I can't believe how quickly time is moving. I remember events from ten years ago like they were yesterday. Tim and I have been together for 16 years--we started dating in 1996--and I still remember those early years. Now we've been married for almost 10 years. We have three kids--one of whom will be five this year!! Noah will be four months old at the end of the month. He no longer looks like a newborn. He's filled out--he's definitely an infant now. He rolled over multiple times yesterday (tummy to back), so he's officially mobile. Where has the time gone? Even being home with him most of these last few months, I still don't know where time is going.

Every time Noah hits a milestone, I get a little sad. While I would love for him to sleep better, I love the baby stage. I put the 0-3 month clothes away a few weeks ago and got choked up. That is likely the last time we'll use those clothes. This is probably the last time I'll have an infant learning to roll over. I know a few posts back we talked about maybe having another, and that door hasn't completely closed, but each day has us thinking we are done at three kids. There are lots of reasons, which I won't go into today, but I think the little baby days are quickly moving behind us. Being sad about it isn't a good reason to have another one--at some point (unless your last name is Duggar), you have to be done.

I love our little family.

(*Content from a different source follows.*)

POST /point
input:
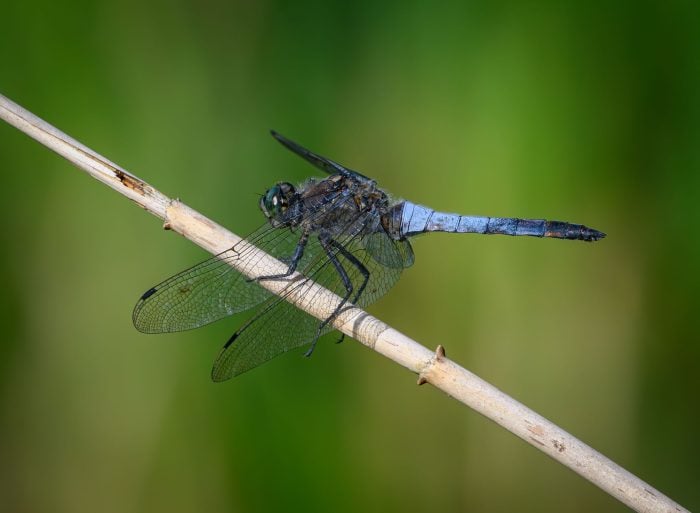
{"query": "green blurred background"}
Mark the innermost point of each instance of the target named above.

I am exhausted, but already I see that Noah at 3 months is easier than newborn Noah. And I look at Sophie and Josh, who (pretty much) sleep through the night, and I know the sleepless phase doesn't last forever. My kids are getting so big--I look at Sophie and am awed by the little person she has become. Josh's speech has exploded in the last few months, and his impish grin makes my heart melt. I know my time is going to be tight in the coming years. I signed up for that willingly, and I do have mommy guilt over it more than occasionally. We may not have the quantity of time together that I want, but I want the quality of that time to show them how much I love them. Both Tim and I came from loving families, and we've had great models of love in our grandparents. I want my kids to be close to their grandparents--I want them to have the same feelings of love, security, and comfort that I had. And I want them to grow up knowing the importance of family. If I can do that, I'll consider my job as a mom a success.